Nadja: Ja. Man muss dazu verstehen: Ich bin durch meinen Beruf sozial ohnehin etwas isoliert. Ich habe keinen riesigen Freundes- oder Bekanntenkreis. Es gibt meine Familie und die Mädels und ein, zwei gute Freunde. Und die Band ist der Ort, wo ich ich selbst sein kann, wo ich geliebt werde, wo man hinter mir steht. Wir haben gemeinsame Ziele, arbeiten fantastisch zusammen und haben unendlich viel Spaß. Die drei sind auch mein Zuhause. Bei denen fühle ich mich sicher, ja.

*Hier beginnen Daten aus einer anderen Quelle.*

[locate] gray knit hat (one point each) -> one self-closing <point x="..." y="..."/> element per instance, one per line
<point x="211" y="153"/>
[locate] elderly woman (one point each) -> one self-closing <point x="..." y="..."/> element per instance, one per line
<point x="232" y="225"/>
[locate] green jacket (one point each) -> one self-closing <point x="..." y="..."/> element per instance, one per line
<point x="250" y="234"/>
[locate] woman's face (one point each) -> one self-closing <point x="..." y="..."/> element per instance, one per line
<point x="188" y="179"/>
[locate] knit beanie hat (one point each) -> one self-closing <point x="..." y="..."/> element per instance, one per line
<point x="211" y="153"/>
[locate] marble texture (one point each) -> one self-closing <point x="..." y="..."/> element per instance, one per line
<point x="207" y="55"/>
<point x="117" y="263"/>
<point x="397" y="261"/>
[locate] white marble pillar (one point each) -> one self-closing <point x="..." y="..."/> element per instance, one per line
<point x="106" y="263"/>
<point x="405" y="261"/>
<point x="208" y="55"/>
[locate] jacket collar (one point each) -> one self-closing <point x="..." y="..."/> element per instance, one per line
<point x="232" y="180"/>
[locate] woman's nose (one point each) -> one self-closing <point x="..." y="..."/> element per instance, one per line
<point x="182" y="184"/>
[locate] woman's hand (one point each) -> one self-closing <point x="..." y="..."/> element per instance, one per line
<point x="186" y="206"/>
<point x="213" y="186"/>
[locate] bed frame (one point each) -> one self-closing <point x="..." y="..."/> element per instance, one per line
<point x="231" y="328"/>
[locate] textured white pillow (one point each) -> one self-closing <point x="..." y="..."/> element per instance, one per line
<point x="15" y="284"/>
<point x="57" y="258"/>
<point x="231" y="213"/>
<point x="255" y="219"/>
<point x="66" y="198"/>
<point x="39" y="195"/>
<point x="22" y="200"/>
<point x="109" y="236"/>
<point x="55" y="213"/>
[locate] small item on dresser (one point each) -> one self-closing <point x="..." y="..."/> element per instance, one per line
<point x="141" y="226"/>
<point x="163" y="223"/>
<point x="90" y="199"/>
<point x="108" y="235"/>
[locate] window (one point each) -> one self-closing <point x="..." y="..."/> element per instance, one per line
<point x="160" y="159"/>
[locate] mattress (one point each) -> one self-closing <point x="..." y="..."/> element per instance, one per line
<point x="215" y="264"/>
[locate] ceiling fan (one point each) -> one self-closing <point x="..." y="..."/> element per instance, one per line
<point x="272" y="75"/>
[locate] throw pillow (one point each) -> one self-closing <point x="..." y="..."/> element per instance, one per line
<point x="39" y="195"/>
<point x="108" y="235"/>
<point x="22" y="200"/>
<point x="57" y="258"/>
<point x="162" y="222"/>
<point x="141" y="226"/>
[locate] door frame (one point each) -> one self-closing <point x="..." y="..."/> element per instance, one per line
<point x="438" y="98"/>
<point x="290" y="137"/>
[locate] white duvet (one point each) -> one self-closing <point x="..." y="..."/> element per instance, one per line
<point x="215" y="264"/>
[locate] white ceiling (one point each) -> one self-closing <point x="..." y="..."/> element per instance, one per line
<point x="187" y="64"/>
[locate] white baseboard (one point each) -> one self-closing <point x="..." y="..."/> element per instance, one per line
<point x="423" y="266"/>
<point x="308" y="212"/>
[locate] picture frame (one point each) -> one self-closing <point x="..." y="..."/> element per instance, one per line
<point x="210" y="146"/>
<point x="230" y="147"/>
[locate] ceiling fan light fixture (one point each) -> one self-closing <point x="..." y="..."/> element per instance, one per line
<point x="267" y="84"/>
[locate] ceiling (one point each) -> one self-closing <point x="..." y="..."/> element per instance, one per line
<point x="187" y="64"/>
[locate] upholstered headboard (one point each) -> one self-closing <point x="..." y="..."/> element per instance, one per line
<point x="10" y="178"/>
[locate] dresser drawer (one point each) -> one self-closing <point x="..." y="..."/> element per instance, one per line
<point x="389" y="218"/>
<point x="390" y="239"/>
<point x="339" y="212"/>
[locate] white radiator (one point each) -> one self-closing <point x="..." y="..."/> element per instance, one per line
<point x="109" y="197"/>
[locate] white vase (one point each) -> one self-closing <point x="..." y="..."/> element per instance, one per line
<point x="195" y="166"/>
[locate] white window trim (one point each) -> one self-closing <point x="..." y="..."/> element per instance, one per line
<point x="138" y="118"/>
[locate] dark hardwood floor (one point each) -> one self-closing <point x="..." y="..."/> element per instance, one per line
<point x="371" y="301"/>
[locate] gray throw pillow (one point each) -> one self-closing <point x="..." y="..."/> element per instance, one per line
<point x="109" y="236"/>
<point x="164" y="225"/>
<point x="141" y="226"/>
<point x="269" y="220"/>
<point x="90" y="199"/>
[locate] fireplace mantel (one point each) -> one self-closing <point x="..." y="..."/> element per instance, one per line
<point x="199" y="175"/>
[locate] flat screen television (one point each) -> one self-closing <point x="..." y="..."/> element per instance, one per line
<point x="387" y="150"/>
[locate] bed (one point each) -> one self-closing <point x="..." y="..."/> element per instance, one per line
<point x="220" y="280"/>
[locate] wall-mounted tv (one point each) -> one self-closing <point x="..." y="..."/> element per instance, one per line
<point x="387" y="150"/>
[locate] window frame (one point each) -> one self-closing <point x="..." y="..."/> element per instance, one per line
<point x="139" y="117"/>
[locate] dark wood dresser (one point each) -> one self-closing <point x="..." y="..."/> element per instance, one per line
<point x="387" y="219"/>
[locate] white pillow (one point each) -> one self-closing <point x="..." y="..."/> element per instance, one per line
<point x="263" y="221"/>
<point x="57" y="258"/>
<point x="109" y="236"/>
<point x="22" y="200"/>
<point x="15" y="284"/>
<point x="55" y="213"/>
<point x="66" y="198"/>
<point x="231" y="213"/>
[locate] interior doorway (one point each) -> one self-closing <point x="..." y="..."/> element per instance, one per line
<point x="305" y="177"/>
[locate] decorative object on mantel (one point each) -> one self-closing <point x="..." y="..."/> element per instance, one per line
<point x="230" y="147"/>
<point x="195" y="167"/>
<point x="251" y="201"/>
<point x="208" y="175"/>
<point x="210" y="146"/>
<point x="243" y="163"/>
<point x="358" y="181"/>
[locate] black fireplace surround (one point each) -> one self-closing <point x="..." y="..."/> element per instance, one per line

Auf „Welcome to the dance“ gibt es einen Song, der „Shut your mouth“ heißt. Der ist im Wesentlichen eine Aufforderung an Menschen und Medien, die euch Böses wollen, einfach den Mund zu halten. An den Boulevard-Medien kommt man in diesem Land aber als Popstar nicht vorbei. Wie redet man mit Medien, die einem gerade so übel mitgespielt haben?

Nadja: Das weiß ich noch nicht, ich werd’s herausfinden.

Jessica: Im Moment reden wir gar nicht mit denen.

Sandy: Und ich finde auch nicht, dass man unbedingt die Boulevard-Medien braucht, um in Deutschland Musikerin zu sein. Qualität überzeugt auch so. (lacht)

Lucy: „Wir brauchen keine zweite Hetzjagd, wir hatten gerade eine.“

Lucy: „Shut your mouth“ bezieht sich ja nicht nur auf Medien, sondern auf jeden, der sich das Maul zerreißt, Lügen verbreitet oder einem schaden will.

Nadja: Auf Menschen, die ihr Glück aus deinem Unglück beziehen. Dabei ist es völlig egal, ob die in den Medien sitzen, oder anderswo.

Lucy: Wir sind keine pressefeindliche Band und reden wirklich gern mit jedem, der uns sachlich und vernünftig darstellt. Für alles andere lassen wir uns noch ein bisschen Zeit. Wir brauchen keine zweite Hetzjagd, wir hatten gerade eine. Im Moment geht es einfach nur um die Musik.